According to President Fong, “30 years ago, sugarcane plantations were ubiquitous in Yunlin County and Chiayi County. The university was established as the government hoped to nurture humanism among the locals.” This year, as CCU marks its 30th anniversary, President Fong recalled the school’s establishment and said, “CCU was established on the foundation of postgraduate research. The students have an active and liberal attitude towards academic achievements.”
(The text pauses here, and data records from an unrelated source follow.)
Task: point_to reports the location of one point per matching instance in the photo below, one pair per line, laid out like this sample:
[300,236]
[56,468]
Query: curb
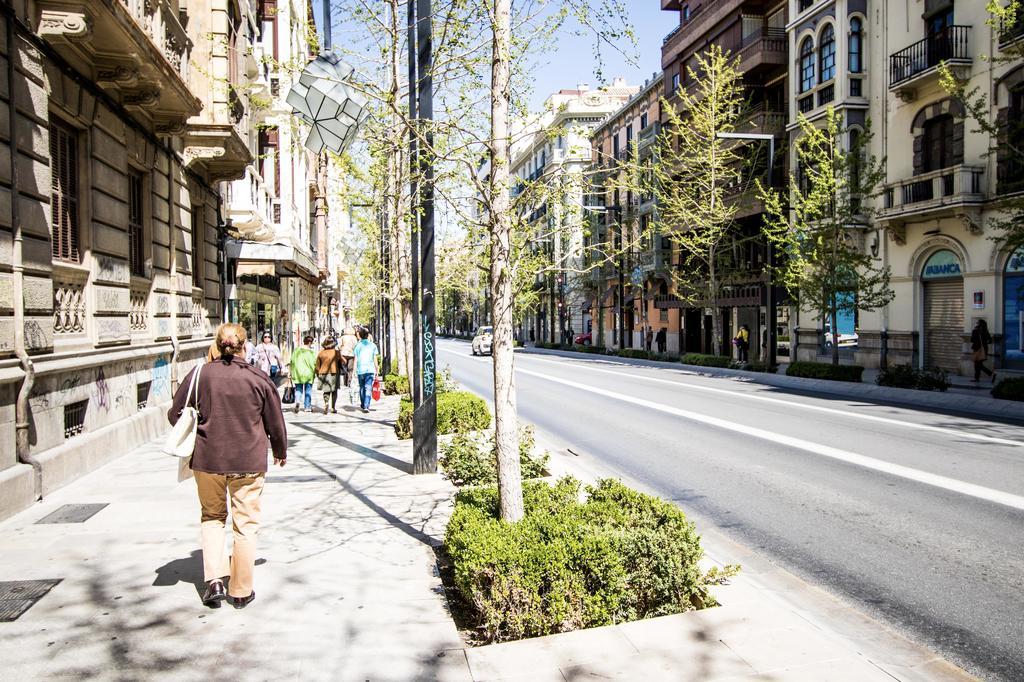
[974,406]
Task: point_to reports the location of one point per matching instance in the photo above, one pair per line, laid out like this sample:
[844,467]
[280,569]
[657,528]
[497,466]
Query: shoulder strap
[194,386]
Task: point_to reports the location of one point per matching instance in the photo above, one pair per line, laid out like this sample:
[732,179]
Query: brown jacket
[328,361]
[239,411]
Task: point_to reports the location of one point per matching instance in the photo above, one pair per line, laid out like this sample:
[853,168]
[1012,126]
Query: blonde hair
[213,352]
[230,339]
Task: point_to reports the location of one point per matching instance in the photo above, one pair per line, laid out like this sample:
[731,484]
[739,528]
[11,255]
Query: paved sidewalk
[347,589]
[346,586]
[964,397]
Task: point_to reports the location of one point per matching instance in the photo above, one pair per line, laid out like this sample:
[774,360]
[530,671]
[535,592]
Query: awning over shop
[284,260]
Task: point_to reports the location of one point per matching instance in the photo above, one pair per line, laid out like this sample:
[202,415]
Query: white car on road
[481,342]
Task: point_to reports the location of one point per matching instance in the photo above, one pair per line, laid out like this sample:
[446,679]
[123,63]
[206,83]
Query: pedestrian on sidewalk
[267,356]
[303,369]
[348,341]
[980,340]
[328,367]
[368,363]
[239,412]
[742,341]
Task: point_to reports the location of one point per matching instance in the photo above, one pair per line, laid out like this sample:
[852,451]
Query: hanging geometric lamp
[326,100]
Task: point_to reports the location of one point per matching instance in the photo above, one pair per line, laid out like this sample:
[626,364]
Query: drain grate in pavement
[72,513]
[17,596]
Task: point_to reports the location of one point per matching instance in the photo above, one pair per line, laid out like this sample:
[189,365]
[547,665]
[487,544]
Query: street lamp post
[769,286]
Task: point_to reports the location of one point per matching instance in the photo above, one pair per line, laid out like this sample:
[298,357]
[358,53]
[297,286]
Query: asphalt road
[913,517]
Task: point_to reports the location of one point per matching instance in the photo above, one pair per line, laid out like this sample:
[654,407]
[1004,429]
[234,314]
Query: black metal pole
[425,416]
[327,26]
[414,372]
[772,307]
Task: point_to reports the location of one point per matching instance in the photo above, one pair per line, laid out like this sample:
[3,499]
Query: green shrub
[638,353]
[472,460]
[570,563]
[1010,389]
[701,359]
[395,384]
[458,412]
[825,371]
[904,376]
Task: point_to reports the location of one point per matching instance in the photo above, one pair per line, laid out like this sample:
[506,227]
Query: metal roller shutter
[944,324]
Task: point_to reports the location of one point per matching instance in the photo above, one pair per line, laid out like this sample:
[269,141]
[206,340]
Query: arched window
[826,55]
[806,65]
[856,46]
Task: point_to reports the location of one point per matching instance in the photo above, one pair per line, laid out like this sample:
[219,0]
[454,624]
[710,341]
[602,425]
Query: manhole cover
[72,513]
[17,596]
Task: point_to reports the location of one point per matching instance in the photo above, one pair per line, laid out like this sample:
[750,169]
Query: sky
[572,61]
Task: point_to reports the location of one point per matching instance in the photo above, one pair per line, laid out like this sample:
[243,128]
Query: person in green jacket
[303,364]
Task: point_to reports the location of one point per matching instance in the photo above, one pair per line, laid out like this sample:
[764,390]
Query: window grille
[75,418]
[64,193]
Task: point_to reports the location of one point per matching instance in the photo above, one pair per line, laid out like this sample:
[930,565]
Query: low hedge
[1010,389]
[825,371]
[458,412]
[619,555]
[472,460]
[904,376]
[701,359]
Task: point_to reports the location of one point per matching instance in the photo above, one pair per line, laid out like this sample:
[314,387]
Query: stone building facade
[125,126]
[943,187]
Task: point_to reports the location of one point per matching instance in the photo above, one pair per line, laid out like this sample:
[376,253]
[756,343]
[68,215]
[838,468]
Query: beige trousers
[244,492]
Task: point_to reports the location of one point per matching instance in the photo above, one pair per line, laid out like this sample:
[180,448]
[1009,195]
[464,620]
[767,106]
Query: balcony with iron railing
[700,19]
[936,193]
[920,61]
[765,48]
[1011,32]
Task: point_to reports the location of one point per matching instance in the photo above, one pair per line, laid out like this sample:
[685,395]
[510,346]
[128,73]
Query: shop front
[1013,305]
[942,313]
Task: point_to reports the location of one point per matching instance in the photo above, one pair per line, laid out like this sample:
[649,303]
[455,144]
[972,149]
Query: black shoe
[214,594]
[242,602]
Back then, CCU solidified its position through its departments and graduate institutes, such as the Department and Graduate Institute of Chinese Literature and the Department and Graduate Institute of Social Welfare. As President Fong related, “Considering the fact that there was no university in Yunlin and Chiayi back in the day, CCU’s instructional structure emphasized humanistic and social thinking.” In response to the recent industry trends of artificial intelligence and Industry 4.0, CCU established its Advanced Institute of Manufacturing with High-Tech Innovations. This move reflects the university’s increased focus on science and engineering departments. Therefore, CCU’s new mantra can be summarized as “a university with a humanities heart and an engineering body.”
President Fong explains that the implications of the new mantra are to cultivate students to start out from the basis of humanities and take action through scientific methods. The students should be adept with both pen and sword, and should have the capabilities to uncover and solve problems. Therefore, CCU encourages its students to not only implement interdisciplinary learning as they develop their independent thinking, but also develop themselves in multiple aspects. For example, seek on-the-ground experiences in Taiwan and practice placemaking.
Realizing ideas and expressing dedication for traditional industries
At a local bamboo factory in Sikou Township, Chiayi County, the “Bamboo Logging” project is taking place in full swing
Back in the day, bamboo plaiting flourished in Sikou Township. The old craft has declined over the years and is facing challenges in its succession. In light of this issue, students and teachers from CCU have gone local and used technology to give bamboo products a new lease of life.
Due to the characteristic of bamboo as a fast-growing plant, the project aims to revitalize the various applications of bamboo products and reduce the utilization of plastic and wooden goods as an effort to promote environmental sustainability. The project has not only led to the formulation of bamboo vinegar for repelling mosquitoes indoors, but also contributed to the application of bamboo in poultry farming and aquaculture. For instance, placing bamboo powder underneath the rice bran eaten by turkeys not only removes odors, but also promotes faster turkey growth and reduces the need for antibiotic injections.
Bamboo products have experienced stable development. This August, CCU formally signed a cooperation agreement with the South Asia Bamboo Foundation (SABF) in India to open up an international market for Taiwan’s bamboo industry.
Against the backdrop of the government’s New Southbound Policy, this is one of the many measures taken by CCU as it actively expands its exchange programs.
In fact, earlier this year, CCU had joined hands with the Indian Institute of Technology Ropar and Chitkara University to establish the Indo-Taiwan Joint Research Center on Artificial Intelligence and Machine Learning in India. Both sides will develop artificial intelligence technologies in the same laboratory. This initiative also reflects CCU’s determination to lay equal emphasis on humanities and science and engineering
Based on a spirit that combines the genial touch of humanities, the practicality of engineering, an affection towards anything local, and an international perspective, CCU aims to solve problems by taking steady steps throughout its process of research.
Towards the end of the interview, President Fong was asked to describe the postgraduate students of CCU in a sentence. With a smile on his face, he replied in local Taiwanese dialect: “Practical, resilient, and persistent.”